Obesity is a prominent global health concern associated with chronic inflammation and metabolic disorders, such as insulin resistance, type 2 diabetes, and non-alcoholic fatty liver disease (NAFLD). Excessive consumption of saturated fats exacerbates these conditions by increasing intestinal barrier permeability and circulating endotoxins. This study aims to investigate, in a murine model of high-fat diet (HFD)-induced obesity, the potential beneficial effects of a grape pomace extract (GPE), rich in phenolic compounds, at mitigating endotoxemia, and liver steatosis. Underlying mechanisms were characterized in an in vitro model of intestinal inflammation and permeabilization, as induced by tumor necrosis factor alpha (TNFα) in Caco-2 cell monolayers.
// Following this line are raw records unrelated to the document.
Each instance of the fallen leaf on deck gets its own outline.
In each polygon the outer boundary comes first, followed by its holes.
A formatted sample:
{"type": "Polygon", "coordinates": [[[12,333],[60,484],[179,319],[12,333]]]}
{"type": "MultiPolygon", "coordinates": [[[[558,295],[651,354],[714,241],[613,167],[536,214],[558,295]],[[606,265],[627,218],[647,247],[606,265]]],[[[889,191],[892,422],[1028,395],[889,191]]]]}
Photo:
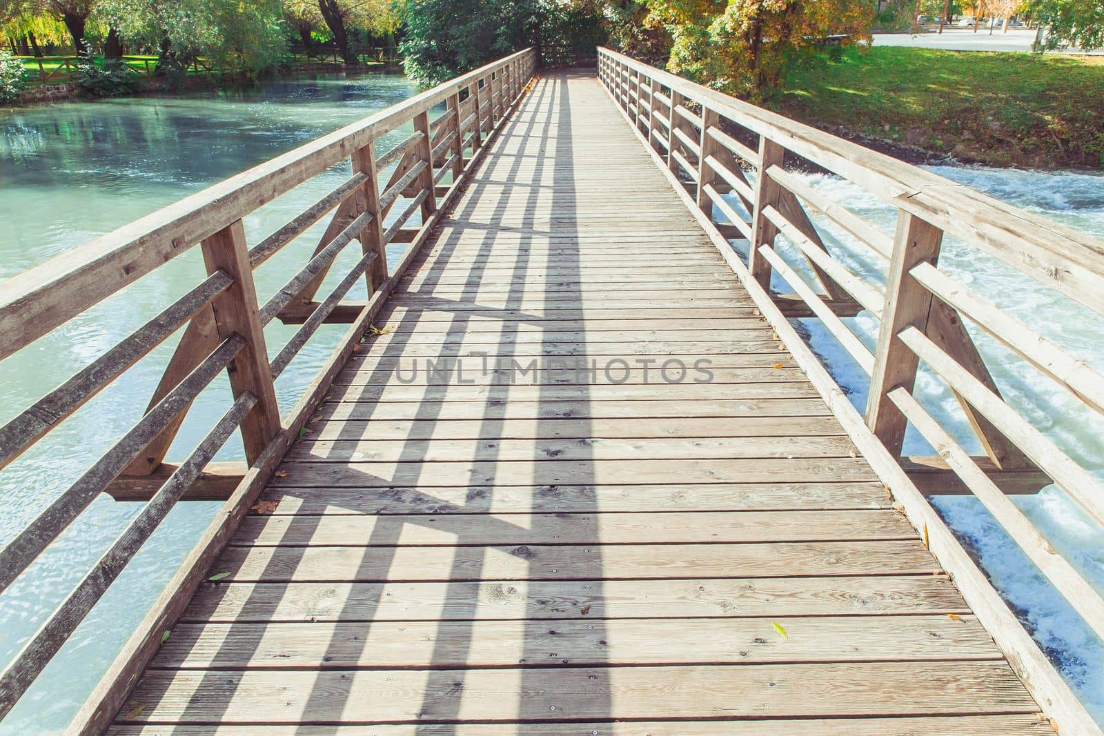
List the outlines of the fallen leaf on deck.
{"type": "Polygon", "coordinates": [[[257,501],[250,509],[256,511],[258,514],[270,514],[276,511],[276,506],[279,505],[279,501],[257,501]]]}

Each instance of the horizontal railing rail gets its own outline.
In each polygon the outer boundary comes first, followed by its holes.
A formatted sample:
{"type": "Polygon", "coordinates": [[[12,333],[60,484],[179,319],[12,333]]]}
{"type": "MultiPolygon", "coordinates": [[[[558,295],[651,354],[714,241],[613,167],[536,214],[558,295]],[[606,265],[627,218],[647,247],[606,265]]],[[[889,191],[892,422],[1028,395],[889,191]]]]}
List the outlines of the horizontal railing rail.
{"type": "Polygon", "coordinates": [[[123,494],[145,500],[141,512],[0,672],[0,718],[172,506],[188,498],[212,498],[197,487],[206,477],[215,452],[240,429],[246,462],[230,486],[224,476],[217,476],[221,490],[216,495],[224,500],[221,513],[129,638],[73,728],[92,733],[107,725],[152,655],[161,632],[176,620],[214,555],[315,412],[436,224],[440,206],[459,191],[488,140],[517,105],[534,68],[531,50],[507,56],[0,282],[3,360],[195,245],[208,271],[202,282],[0,427],[2,469],[183,330],[145,415],[0,550],[3,591],[99,494],[114,494],[113,489],[120,484],[145,489],[123,494]],[[445,111],[431,119],[431,111],[442,103],[445,111]],[[407,124],[413,124],[414,132],[378,154],[376,141],[407,124]],[[250,247],[243,217],[342,160],[351,163],[348,180],[250,247]],[[448,175],[450,180],[439,184],[448,175]],[[259,303],[254,269],[331,212],[311,257],[274,296],[259,303]],[[415,225],[418,214],[421,221],[415,225]],[[353,241],[360,243],[360,258],[326,297],[316,299],[328,271],[353,241]],[[389,269],[385,248],[392,243],[410,245],[389,269]],[[367,282],[367,303],[347,301],[361,279],[367,282]],[[269,360],[264,330],[277,319],[299,327],[269,360]],[[295,406],[282,416],[275,378],[325,323],[350,327],[315,380],[295,396],[295,406]],[[229,409],[183,462],[164,463],[189,407],[223,371],[233,394],[229,409]]]}
{"type": "Polygon", "coordinates": [[[1063,730],[1101,733],[926,495],[972,493],[1104,639],[1100,594],[1008,498],[1053,482],[1104,522],[1104,484],[1001,396],[965,324],[1096,413],[1104,413],[1104,375],[940,266],[944,237],[953,236],[1095,319],[1104,314],[1104,242],[607,49],[598,76],[1040,704],[1063,730]],[[806,183],[795,163],[884,201],[896,212],[895,232],[806,183]],[[884,282],[834,257],[814,217],[860,244],[884,282]],[[776,249],[779,235],[798,263],[776,249]],[[746,262],[729,238],[747,242],[746,262]],[[775,291],[777,284],[792,291],[775,291]],[[859,312],[878,322],[873,350],[845,321],[859,312]],[[816,318],[869,376],[864,413],[803,342],[788,321],[796,317],[816,318]],[[917,401],[921,363],[955,396],[985,457],[970,456],[917,401]],[[937,457],[902,457],[909,424],[937,457]]]}

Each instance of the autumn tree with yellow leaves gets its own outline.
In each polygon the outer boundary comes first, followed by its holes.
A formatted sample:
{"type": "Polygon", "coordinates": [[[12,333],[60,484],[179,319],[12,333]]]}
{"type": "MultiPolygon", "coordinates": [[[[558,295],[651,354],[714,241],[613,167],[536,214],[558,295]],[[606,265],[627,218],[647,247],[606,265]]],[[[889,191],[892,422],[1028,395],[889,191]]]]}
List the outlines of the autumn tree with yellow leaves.
{"type": "Polygon", "coordinates": [[[829,42],[870,39],[862,0],[648,0],[646,22],[672,39],[668,70],[729,94],[761,99],[786,68],[829,42]]]}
Consumption of a HFD (60% calories from fat) for 13 weeks induced obesity, insulin resistance, and liver damage, evidenced by higher levels of plasma alanine aminotransferase (ALT), hepatic triglycerides content, and steatosis. In addition, HFD caused metabolic endotoxemia, hepatic toll-like receptor 4 (TLR4) upregulation and inflammation. GPE supplementation significantly reduced body weight and subcutaneous and visceral adipose tissue weight, and attenuated metabolic dysregulation. Furthermore, GPE decreased circulating LPS levels and mitigated HFD-mediated hepatic TLR4 upregulation, nuclear factor kappa B (NF-κB) activation, and downstream expression of proteins involved in oxidative stress and inflammation (NOX4, TNFα, and F4/80). In Caco-2 cells, GPE mitigated TNFα-induced monolayer permeabilization, decreased tight junction (TJ) protein levels, enhanced cellular oxidant production, activated redox-sensitive signaling, i.e., NF-κB and ERK1/2, and increased NOX1 and MLCK mRNA levels, being the latter a key regulator of monolayer permeability. The above findings suggest that GPE may protect against HFD-induced obesity and associated metabolic dysfunction (insulin resistance and NAFLD) by modulating intestinal barrier integrity and related endotoxemia.